I would not be concerned about the differences in the compressed files - depending on the container format and the checksum type used in the .xz
file, the compressed data could vary without affecting the contents.
EDIT I've been looking into this further, and wrote this script to test the PyLZMA Python2.x module and the lzma Python3.x built in module
from __future__ import print_function
try:
import lzma as xz
except ImportError:
import pylzma as xz
import os
# compress with xz command line util
os.system('xz -zkf test.txt')
# now compress with lib
with open('test.txt', 'rb') as f, open('test.txt.xzpy', 'wb') as out:
out.write(xz.compress(bytes(f.read())))
# compare the two files
from hashlib import md5
with open('test.txt.xz', 'rb') as f1, open('test.txt.xzpy', 'rb') as f2:
hash1 = md5(f1.read()).hexdigest()
hash2 = md5(f2.read()).hexdigest()
print(hash1, hash2)
assert hash1 == hash2
This compresses a file test.txt
with the xz
command line utility and with the Python module and compares the results. Under Python3 lzma produces the same result as xz
, however under Python2 PyLZMA produces a different result that cannot be extracted using the xz command line util.

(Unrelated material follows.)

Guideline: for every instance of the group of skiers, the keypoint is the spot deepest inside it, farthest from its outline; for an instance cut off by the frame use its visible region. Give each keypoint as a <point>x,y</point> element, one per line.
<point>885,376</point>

What module are you using that is called "lzma" in Python2 and what command did you use to compress the data?
EDIT 2 Okay, I found the pyliblzma module for Python2. However it seems to use CRC32 as the default checksum algorithm (others use CRC64) and there is a bug that prevents changing the checksum algorithm https://bugs.launchpad.net/pyliblzma/+bug/1243344
You could possibly try compressing using xz -C crc32
to compare the results, but I'm still not having success making a valid compressed file using the Python2 libraries.